Chinese Consortium buys part of CCB stake sold by Bank of America
A CHINESE consortium has emerged as the biggest buyer of the China Construction Bank stake that Bank of America sold last month, according to reports this weekend.
It is understood that the State Administration of Foreign Exchange, which manages most of China’s $3,200bn in foreign reserves, the National Social Security Fund, and Citic Securities bought the CCB shares.
Bank of America announced last week that it sold 13.1bn shares — half of its holdings in China’s largest bank by assets — for $8.3bn (£5.1bn), in a deal which marks the troubled bank’s latest efforts to shed assets and boost capital.
The sale will reduce BofA’s stake to about five per cent. The bank will be free to sell the remaining shares in 2013.

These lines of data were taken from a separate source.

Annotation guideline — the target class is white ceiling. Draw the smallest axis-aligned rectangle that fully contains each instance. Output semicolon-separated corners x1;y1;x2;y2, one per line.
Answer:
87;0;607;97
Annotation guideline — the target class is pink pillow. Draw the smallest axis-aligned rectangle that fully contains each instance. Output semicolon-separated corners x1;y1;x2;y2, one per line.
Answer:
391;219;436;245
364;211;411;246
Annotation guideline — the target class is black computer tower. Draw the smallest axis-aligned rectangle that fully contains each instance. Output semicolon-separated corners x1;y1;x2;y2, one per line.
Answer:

It emerged last week that Temasek Holdings, the Singapore state investor was also among institutions that bought the shares offloaded by BofA, only about a month after it sold about $1.5bn worth of CCB shares at a much higher price. Temasek’s stake in CCB fell to around 6.4 per cent after that sale.
In August, CCB reported a 31 per cent rise in pre-tax profits over the same period last year, but the lender’s shares are down 17 per cent so far this year, more than the 12 percent decline on the benchmark Hang Seng Index.
There have been widespread concerns that asset quality at Chinese banks such as CCB may sour if the country’s economy slows, as many of them had boosted lending during the global financial crisis.